And second, there’s more going on under the west side of Napa Valley than anyone realized. Preliminary mapping of side-slip at the surface reveals a fault in the Brown’s Valley Section of the West Napa Fault Zone that extends well beyond what was known. One trace on the far west side appears to extend about six miles beyond what was mapped prior to the quake.

Highway lane markings offer highly visible clues to geologists looking for evidence of lateral slip. Scientists noted this fracture on Redwood Road, on Napa's west side. (Craig Miller/KQED)
Highway lane markings offer highly visible clues to geologists looking for evidence of lateral slip. Scientists noted this fracture on Redwood Road, on Napa’s west side. (Craig Miller/KQED)
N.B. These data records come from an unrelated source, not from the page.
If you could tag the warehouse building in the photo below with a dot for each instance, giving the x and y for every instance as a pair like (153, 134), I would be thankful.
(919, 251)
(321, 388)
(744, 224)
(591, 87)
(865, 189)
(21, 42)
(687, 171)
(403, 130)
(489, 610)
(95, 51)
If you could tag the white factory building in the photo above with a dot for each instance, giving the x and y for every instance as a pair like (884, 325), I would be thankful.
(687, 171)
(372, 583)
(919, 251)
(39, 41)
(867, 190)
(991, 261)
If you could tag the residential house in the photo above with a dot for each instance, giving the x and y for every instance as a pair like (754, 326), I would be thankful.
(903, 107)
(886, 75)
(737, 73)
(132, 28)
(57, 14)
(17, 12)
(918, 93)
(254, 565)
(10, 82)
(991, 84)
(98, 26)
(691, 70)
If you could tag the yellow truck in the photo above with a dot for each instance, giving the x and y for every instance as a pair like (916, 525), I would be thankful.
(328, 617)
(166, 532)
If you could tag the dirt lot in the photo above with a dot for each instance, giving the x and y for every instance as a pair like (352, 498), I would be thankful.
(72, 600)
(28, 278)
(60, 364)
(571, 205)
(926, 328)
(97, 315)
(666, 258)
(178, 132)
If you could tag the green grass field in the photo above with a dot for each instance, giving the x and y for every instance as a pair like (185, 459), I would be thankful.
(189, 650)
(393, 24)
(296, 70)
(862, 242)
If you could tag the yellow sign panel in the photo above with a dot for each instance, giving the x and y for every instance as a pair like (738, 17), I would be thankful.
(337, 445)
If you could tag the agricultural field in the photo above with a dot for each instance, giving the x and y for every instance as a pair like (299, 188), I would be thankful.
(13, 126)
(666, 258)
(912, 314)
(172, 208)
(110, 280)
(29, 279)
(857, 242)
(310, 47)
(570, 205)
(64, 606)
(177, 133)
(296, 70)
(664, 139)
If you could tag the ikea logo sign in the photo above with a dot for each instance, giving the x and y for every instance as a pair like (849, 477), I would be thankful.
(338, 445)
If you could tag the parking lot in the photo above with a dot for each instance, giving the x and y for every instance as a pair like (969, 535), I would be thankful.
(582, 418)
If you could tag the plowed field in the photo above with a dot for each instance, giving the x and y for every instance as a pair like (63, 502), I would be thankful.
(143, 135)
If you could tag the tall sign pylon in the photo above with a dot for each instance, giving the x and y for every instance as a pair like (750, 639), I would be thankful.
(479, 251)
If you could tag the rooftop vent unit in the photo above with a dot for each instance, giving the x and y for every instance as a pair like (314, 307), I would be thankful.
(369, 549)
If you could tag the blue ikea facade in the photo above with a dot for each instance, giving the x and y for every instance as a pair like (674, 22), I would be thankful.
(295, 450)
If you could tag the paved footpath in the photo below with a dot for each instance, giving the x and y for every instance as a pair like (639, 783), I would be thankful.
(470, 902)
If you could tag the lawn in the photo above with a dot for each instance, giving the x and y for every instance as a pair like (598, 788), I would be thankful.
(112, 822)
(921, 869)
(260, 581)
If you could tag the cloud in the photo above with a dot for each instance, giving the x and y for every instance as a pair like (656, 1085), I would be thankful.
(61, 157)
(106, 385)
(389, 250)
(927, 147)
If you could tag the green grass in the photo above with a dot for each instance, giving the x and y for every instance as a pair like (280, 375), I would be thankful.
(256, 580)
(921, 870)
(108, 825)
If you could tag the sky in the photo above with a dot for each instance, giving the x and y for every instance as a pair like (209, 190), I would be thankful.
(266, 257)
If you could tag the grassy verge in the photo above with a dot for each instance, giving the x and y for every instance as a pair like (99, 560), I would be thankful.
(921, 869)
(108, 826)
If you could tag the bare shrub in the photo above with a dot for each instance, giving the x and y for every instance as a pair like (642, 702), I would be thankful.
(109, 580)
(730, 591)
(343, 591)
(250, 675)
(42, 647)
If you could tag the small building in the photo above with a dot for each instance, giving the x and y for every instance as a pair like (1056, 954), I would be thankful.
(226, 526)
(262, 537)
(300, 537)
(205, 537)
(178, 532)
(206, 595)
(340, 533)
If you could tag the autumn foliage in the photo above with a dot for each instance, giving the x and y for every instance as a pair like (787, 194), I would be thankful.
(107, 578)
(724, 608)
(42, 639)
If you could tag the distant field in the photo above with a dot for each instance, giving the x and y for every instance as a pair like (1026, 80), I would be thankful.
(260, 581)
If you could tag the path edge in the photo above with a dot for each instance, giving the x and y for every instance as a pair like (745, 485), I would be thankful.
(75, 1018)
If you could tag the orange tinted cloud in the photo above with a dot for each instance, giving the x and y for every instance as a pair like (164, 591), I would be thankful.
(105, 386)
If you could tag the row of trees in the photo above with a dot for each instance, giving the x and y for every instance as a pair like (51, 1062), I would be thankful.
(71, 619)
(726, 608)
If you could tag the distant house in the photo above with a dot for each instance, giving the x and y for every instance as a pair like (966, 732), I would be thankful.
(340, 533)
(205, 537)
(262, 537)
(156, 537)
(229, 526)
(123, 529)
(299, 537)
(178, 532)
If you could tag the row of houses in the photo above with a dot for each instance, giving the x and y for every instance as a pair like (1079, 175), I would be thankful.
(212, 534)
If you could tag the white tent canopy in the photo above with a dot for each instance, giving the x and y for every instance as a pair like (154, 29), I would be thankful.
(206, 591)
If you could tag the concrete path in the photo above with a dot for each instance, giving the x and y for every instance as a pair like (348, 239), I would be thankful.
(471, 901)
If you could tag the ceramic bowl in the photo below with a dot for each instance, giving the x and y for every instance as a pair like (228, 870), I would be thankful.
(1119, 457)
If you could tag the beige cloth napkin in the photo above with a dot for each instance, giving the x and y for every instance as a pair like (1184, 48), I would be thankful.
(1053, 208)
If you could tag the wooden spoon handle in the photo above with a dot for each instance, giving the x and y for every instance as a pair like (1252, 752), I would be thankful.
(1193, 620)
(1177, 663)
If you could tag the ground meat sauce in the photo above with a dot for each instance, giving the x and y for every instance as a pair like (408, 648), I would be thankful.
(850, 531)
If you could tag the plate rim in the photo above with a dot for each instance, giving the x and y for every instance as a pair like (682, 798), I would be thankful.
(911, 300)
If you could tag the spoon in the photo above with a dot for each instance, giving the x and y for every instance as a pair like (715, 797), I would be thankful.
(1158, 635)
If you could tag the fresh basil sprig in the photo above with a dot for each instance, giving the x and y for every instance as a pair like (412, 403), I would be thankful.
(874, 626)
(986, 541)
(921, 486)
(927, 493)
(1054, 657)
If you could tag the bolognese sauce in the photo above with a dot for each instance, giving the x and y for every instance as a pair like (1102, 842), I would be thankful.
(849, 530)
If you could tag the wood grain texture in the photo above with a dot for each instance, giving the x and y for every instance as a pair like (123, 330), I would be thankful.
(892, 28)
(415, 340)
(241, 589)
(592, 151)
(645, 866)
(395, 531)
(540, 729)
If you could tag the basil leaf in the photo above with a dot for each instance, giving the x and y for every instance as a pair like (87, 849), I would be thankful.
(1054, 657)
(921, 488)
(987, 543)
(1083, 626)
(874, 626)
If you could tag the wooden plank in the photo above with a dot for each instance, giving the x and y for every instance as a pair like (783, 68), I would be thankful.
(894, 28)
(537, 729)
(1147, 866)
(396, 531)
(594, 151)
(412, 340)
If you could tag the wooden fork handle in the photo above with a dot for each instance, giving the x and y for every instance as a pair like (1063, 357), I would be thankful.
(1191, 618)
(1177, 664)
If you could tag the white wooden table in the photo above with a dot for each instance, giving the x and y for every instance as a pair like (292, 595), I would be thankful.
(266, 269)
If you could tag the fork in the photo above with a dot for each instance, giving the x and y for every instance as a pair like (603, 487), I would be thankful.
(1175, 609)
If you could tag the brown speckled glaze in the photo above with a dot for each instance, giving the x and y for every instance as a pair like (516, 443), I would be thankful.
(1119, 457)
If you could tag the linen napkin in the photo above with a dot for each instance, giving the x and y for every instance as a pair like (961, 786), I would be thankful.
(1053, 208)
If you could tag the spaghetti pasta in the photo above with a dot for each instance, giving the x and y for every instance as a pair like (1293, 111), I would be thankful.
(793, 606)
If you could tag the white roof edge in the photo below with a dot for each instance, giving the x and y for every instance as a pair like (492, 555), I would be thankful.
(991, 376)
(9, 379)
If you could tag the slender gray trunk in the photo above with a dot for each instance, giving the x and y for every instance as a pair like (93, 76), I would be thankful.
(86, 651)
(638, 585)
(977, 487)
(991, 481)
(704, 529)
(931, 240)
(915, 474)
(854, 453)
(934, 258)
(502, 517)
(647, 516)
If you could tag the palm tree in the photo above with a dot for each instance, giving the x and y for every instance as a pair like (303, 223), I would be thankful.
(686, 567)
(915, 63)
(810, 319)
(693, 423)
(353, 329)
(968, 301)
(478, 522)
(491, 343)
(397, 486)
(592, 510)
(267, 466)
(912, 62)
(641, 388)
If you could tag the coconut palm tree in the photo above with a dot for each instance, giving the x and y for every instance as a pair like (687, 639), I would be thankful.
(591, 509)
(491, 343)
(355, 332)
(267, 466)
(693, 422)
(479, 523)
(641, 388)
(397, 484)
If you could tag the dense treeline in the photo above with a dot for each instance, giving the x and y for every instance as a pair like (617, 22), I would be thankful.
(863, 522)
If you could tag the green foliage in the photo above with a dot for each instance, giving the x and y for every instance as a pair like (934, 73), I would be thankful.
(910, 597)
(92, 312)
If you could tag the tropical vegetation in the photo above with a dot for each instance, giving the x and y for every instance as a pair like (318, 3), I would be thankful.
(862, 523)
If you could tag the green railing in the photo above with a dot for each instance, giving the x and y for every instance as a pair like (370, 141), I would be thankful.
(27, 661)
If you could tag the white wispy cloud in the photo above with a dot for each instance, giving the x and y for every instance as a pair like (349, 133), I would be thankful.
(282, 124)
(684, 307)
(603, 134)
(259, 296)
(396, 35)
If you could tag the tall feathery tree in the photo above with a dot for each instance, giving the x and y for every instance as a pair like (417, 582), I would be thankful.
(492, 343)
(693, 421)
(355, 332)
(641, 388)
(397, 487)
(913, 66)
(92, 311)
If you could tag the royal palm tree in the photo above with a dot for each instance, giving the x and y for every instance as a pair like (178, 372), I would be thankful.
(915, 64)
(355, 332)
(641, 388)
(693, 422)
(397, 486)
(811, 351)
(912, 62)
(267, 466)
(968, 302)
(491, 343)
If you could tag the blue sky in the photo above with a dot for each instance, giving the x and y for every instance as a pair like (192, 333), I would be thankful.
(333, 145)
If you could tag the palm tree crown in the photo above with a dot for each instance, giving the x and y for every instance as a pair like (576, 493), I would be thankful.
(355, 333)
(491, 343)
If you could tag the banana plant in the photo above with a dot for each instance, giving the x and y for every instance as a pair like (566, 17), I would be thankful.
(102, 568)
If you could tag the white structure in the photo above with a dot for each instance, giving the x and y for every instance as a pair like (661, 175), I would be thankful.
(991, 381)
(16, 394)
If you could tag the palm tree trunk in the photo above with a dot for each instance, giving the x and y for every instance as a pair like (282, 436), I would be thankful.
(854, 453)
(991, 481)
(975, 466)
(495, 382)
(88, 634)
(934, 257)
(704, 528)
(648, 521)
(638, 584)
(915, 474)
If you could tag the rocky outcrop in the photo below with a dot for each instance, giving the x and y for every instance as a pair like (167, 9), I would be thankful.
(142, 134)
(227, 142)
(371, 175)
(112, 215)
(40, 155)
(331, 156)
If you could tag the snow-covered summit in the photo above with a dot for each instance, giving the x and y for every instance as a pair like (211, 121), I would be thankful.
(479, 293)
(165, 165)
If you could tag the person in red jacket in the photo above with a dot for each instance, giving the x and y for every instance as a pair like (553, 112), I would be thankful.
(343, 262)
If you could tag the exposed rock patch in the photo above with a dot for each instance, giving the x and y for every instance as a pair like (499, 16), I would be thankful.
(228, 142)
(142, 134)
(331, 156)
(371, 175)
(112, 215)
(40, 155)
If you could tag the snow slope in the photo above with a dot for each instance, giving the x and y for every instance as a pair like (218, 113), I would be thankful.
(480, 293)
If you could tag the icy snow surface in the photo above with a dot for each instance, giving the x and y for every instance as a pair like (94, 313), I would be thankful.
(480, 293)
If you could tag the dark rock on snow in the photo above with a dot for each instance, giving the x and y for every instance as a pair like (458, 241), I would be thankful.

For official purposes, geologists had identified only a short stretch near the Napa County Airport as recently active. “That slip has to go somewhere,” says Schwartz. “It doesn’t just end at the Napa Valley Airport. It’s in the Earth’s crust going northwest up into Napa Valley. Which fault or faults it’s released on really hasn’t been known.”

Schwartz says it will take some time to complete the picture, but remapping the jumble of north-south faults in the area will likely change the official fault maps and lead to building restrictions along the most active faults.

“The bottom line,” he says, “is that the young faulting we see at the south end — that deformation, that slip — certainly continues north into Napa Valley. What it sits on, exactly, that’s the question.”